The practice also offers “organic sedation,” which uses innovative techniques to distract patients from the fear and possible pain of dental procedures without using as many drugs and medications. This approach includes the use of the practice’s one-of-a-kind “Dental Zen Chairs” to help relax patients with soothing sound vibrations from head to toe. The practice also offers hand and foot massages, given by a full-time massage therapist, which puts people into a kind of trance. Waterfalls and aromatherapy throughout the office provide patients with an overall sense of calmness.
The practice has cross-trained Stacey as a treatment coordinator, allowing her to discuss treatment options with patients. While her goal is to help patients choose the right options, her salary does have a commission dimension when needed. But what Stacey really enjoys is being able to help people get the look that suits them best.
She recommends this type of cross-training for hygienists who want to continue to expand their dental knowledge. Stacey recently received her Georgia license, and now she has the ability to follow patients through their treatment.
Along the way, Stacey has used her knowledge and creativity to dream up solutions to make her patients’ experiences more pleasant and memorable. As an example, she invented and patented a fluoride dispenser for pediatric offices. She said, “There are 30 flavoring agents; the child chooses the flavors desired, the machine mixes them, dispenses them into a cup, caps it, and seals it. Strawberry and grape taste like cotton candy. My preference is for the smooth flavors.” Stacey hired a patent attorney with an engineering background so they could do the drawings together. Now she is looking for a company either to do a prototype or buy the invention to sell it.

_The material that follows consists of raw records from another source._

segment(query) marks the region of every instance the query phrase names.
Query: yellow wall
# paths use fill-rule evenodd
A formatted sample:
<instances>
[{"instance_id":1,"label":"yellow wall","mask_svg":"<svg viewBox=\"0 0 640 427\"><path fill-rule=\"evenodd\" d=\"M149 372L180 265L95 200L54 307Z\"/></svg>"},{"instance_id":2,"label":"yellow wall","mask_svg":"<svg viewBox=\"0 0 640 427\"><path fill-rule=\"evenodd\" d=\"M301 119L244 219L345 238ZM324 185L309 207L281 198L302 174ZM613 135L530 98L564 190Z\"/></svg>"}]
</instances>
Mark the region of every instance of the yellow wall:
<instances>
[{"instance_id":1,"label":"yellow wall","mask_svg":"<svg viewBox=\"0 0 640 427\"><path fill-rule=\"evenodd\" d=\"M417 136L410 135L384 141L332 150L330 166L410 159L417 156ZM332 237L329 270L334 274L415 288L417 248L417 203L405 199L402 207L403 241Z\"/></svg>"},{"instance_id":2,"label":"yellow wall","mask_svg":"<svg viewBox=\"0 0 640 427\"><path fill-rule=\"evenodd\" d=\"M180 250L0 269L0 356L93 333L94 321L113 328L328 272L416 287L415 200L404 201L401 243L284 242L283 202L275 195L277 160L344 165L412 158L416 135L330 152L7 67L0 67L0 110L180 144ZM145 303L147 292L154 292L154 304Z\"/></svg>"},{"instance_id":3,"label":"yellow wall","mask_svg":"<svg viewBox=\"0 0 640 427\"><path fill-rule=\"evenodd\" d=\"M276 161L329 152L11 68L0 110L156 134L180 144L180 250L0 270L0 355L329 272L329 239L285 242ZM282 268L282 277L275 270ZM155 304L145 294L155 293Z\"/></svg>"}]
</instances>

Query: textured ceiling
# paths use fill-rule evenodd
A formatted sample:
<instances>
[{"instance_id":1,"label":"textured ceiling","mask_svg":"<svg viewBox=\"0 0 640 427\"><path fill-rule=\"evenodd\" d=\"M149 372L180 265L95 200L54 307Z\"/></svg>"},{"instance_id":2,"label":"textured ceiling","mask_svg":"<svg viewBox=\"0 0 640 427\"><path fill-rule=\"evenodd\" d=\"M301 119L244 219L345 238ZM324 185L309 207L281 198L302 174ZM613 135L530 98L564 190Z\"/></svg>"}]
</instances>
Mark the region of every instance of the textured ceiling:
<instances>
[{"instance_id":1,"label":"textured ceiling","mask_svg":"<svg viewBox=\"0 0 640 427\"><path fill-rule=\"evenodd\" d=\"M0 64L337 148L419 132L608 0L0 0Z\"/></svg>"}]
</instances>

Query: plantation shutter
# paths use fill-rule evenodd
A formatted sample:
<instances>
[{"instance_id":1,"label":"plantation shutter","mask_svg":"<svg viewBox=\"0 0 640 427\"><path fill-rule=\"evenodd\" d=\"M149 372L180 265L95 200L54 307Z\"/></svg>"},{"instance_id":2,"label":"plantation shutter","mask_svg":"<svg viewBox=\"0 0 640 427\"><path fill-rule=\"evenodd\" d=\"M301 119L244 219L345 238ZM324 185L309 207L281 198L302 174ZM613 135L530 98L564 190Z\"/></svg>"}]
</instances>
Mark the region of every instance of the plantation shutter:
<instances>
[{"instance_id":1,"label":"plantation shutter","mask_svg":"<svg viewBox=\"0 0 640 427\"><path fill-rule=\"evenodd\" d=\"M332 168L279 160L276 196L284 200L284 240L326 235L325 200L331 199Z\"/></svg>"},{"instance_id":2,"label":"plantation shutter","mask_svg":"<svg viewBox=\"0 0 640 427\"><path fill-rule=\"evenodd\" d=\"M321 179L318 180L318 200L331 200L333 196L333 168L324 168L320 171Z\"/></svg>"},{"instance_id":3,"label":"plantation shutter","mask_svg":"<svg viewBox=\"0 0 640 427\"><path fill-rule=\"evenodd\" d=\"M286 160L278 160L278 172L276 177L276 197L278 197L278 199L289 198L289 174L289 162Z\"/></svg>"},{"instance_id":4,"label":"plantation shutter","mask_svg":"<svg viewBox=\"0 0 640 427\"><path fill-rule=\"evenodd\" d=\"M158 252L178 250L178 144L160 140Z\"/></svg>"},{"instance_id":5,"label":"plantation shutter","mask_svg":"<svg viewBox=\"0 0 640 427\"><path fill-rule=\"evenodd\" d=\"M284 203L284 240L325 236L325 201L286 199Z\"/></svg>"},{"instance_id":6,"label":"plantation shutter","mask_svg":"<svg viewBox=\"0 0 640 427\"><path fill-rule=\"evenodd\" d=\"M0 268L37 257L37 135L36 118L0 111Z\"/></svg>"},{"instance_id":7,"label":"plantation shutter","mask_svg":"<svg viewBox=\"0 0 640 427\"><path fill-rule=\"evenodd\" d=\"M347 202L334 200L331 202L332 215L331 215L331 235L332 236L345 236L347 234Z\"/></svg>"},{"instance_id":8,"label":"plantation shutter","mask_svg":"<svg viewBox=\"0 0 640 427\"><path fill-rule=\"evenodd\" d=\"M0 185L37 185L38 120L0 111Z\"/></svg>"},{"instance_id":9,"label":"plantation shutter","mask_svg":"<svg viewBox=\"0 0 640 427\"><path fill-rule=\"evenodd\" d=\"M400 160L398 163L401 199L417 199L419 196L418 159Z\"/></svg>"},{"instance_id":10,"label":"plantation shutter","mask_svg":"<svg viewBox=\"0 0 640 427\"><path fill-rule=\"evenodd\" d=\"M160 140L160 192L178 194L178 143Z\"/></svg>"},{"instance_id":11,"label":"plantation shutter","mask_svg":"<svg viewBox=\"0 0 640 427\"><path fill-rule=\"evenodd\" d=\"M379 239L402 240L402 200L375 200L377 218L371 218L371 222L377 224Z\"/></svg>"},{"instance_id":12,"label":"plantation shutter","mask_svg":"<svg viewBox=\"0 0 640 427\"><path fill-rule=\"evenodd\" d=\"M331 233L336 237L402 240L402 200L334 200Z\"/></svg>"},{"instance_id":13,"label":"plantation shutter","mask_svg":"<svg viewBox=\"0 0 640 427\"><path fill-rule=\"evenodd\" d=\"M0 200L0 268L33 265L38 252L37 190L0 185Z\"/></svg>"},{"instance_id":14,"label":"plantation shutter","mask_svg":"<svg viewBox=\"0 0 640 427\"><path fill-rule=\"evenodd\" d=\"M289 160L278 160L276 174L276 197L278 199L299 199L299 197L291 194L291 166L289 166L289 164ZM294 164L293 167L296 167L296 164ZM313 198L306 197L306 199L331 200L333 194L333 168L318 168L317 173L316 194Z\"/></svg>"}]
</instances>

Currently Stacey is finishing her bachelor’s degree through the University of Bridgeport’s online degree program. Who knows what’s next for this intrepid woman! She is already making retirement plans by studying for her “six-pack license,” which will allow her to captain a commercial fishing boat one day.
Anyone hesitant about living life without a script need only reflect on the adventures and accomplishments of this young woman for permission to take a chance.